Tinder Ada Lovelace

Man könnte es eine schräge Idee nennen oder auch einfach ganz normalen BFFT Alltag. Aber egal wie man es bezeichnen will, Fakt ist, dass es funktioniert. Die Suche nach einem Partner fürs Leben ist oftmals gar nicht so weit weg von der Jobsuche. Wobei vermutlich die wenigsten Singles auf die Idee kämen anstelle eines Stellenangebotes eine Partnersuche auf Stepstone einzustellen. Umgekehrt sieht es allerdings anders aus. Warum nicht auf einer Dating Plattform nach potentiellen Kandidaten suchen, bzw. diese ansprechen.
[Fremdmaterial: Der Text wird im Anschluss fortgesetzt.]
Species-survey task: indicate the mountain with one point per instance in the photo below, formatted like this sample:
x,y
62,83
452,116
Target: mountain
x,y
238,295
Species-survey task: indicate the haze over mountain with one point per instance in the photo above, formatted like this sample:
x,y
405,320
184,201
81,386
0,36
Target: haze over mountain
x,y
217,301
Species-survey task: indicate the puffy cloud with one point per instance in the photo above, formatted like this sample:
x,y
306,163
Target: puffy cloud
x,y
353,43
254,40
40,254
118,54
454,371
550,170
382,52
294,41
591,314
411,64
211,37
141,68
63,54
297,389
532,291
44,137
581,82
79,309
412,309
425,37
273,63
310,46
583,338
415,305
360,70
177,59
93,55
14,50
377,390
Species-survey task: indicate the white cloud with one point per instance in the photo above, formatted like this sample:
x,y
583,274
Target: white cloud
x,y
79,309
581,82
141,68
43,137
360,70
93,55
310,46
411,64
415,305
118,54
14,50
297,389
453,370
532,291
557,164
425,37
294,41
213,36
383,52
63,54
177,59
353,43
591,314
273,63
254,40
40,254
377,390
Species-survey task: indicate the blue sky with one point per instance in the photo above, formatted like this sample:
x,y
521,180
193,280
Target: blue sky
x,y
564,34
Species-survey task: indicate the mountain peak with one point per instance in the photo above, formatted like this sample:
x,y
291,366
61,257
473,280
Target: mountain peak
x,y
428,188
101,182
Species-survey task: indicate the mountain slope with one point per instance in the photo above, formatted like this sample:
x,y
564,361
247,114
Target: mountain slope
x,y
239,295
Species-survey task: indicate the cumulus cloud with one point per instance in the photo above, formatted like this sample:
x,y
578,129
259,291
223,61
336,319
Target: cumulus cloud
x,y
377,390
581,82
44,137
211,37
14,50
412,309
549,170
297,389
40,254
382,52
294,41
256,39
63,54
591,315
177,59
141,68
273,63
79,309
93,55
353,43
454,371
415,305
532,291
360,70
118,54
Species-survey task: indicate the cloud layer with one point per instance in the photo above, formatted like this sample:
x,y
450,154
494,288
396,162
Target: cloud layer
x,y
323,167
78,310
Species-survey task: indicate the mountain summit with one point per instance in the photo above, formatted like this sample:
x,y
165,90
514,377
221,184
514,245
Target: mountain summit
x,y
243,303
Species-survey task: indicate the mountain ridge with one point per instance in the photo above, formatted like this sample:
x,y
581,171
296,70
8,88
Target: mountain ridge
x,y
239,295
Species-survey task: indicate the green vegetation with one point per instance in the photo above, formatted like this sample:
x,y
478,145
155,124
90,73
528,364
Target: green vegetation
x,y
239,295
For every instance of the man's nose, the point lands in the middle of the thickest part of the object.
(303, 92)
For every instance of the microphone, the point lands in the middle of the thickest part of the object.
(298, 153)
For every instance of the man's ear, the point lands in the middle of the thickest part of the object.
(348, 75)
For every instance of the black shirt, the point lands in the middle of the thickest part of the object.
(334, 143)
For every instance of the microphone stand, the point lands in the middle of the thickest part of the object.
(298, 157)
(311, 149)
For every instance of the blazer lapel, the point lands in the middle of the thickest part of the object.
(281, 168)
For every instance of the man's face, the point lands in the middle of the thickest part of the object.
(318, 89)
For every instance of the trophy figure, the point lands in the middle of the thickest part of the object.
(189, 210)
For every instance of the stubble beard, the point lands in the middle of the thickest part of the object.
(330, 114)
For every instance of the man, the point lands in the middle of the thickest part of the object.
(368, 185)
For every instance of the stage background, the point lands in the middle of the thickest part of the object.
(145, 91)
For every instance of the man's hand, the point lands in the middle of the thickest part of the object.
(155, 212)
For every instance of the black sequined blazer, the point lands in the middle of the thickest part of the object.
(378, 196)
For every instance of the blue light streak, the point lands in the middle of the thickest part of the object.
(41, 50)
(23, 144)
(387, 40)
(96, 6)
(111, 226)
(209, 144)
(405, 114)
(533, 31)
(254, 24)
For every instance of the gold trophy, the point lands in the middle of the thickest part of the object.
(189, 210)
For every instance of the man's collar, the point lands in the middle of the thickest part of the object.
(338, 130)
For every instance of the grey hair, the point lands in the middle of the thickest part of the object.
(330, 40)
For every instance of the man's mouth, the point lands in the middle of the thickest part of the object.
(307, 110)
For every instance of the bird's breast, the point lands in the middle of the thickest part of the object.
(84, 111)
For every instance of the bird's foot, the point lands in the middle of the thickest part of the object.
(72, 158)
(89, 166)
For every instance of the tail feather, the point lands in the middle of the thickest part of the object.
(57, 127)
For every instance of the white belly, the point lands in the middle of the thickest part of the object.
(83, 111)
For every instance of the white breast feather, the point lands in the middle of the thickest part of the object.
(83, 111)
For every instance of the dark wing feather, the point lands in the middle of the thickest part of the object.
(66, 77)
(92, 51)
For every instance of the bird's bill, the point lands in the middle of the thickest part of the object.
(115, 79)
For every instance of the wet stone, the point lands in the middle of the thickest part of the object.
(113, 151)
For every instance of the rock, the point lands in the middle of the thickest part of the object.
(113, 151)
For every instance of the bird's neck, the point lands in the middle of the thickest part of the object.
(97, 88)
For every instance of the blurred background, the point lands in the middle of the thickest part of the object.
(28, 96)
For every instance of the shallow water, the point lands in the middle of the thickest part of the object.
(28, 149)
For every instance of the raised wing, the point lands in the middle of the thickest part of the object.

Warum nicht die angesagteste Dating App für die Suche nach IT Experten verwenden?
Der heutige Post ist ein kleiner Gastbeitrag auf der grünen 3, die nun mal wieder ein wenig angeschoben werden wird. Mit der Tinder-Job-Aktion haben die BFFT Jungs aber wirklich mal wieder einen raus gehauen. Anders lässt sich diese Idee gar nicht beschreiben. Aus dem Hause BFFT sind wir doch einiges gewöhnt, aber hier wird nochmals bewiesen, dass Sourcing Maschinen eben doch kreativ denken können müssen – der Umberto in Reinform.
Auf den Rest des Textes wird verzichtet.